Tikhanovskaya made a statement from her base in Lithuania where she was forced into exile by the government.

“My heart is broken. I want to address the mother of Raman Bandarenka, who was killed today by Lukashenka's bandits: your son has become an innocent victim of a terrible system. But for us he will forever be the hero. We will continue fighting for your son and freedom in Belarus,” Tikhanovskaya said in a tweet. “I ask the nations of the free world to support #Belarus. The sanctions list must be expanded. An intern. investigation must be initiated. Political prisoners, activists, journalists, striking workers, artists need your solidarity. Our goal remains the same free & fair elections.”

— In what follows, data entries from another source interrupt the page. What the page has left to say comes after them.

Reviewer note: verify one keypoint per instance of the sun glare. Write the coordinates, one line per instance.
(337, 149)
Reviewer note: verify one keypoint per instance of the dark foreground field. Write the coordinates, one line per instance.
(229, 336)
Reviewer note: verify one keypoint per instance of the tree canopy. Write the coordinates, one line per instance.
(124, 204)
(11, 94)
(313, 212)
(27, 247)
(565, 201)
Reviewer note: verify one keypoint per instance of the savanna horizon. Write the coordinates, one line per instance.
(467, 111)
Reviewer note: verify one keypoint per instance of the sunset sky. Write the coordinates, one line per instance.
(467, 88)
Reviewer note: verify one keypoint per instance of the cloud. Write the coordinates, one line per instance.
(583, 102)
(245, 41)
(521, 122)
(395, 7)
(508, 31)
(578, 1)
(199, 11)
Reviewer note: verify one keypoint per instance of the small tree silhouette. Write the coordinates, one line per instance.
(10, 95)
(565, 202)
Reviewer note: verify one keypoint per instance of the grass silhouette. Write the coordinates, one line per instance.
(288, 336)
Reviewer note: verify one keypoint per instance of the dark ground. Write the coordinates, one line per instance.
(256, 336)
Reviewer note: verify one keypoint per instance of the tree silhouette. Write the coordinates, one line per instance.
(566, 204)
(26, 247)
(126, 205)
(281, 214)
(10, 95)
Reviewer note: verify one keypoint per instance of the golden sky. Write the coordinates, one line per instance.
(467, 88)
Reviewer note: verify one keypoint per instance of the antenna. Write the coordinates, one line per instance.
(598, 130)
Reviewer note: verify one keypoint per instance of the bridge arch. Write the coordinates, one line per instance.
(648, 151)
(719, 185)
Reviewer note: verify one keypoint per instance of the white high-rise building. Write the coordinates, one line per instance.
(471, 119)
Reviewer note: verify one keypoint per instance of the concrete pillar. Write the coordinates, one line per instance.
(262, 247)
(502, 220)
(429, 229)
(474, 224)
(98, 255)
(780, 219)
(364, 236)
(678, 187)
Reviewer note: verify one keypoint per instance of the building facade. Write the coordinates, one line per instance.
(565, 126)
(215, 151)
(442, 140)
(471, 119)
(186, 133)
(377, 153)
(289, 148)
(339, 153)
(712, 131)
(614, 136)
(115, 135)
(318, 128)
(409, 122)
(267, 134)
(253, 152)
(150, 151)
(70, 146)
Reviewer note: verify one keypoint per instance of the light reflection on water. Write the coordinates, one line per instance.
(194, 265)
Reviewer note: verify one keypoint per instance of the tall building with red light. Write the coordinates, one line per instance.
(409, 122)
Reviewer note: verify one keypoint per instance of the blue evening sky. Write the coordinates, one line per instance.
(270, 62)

Bandarenka's sister also made a short tearful statement in a video posted on social media: “I know for sure from witnesses that everything that happened to Raman, happened after he was detained. I'm recording this video for the world to know how helpless [the] Belarus people are against lawlessness and we're looking for justice.”

The protest movement has lost its momentum after opposition leader Svetlana Tikhanovskaya threw down a “People’s Ultimatum” and called for a general strike to begin on October 26, which has largely failed.

The number of people that came out on the traditional Sunday mass demonstration last weekend has dwindled into a few tens of thousands – a crowd size small enough for the state’s police and OMON riot police to control.

At the same time, Lukashenko has ratcheted up the violence, with police increasingly using stun grenades, tear gas and beatings to discourage protests. Last week more than 1,000 people were detained, the highest number since the first days of protests broke out in August.

And on November 11 Lukashenko announced that the law had been changed. Demonstrating, insulting police officers and resisting arrest have now been made criminal charges, up from administrative misdemeanours which carry sentences that can stretch into years rather than the 15 days administrative charges carry. Last month officials from the Ministry of the Interior also warned that it might use live ammunition on “radical protests” as Lukashenko desperately tries to regain control of the streets.

In parallel, the oppression of the opposition continues. At least five prominent student activists were arrested on November 12 and taken to the notorious KGB pre-trial detention centre in Minsk.

“Among them is Alana Gebremariam, a member of the Co-ordination Council, [Tikhanovskaya’s] representative for youth and students. Security forces are suppressing students' movement,” reported Liubakova.

The international community has also become frustrated at its helplessness to do anything to bring the political crisis in Belarus to an end. The EU and other Western powers have imposed sanctions on some 40 prominent members of Lukashenko’s administration, including the president himself, to little effect.

“Belarus reeling again as a young protester dies in hospital after being beaten senselessly to a pulp by the regime's thugs. Question is, will anything change in Minsk 3 months after Lukashenko rigged the presidential elections. Western sanctions and condemnation are not working,” tweeted Jason Corcoran, a bne IntelliNews contributor who has been following the events closely.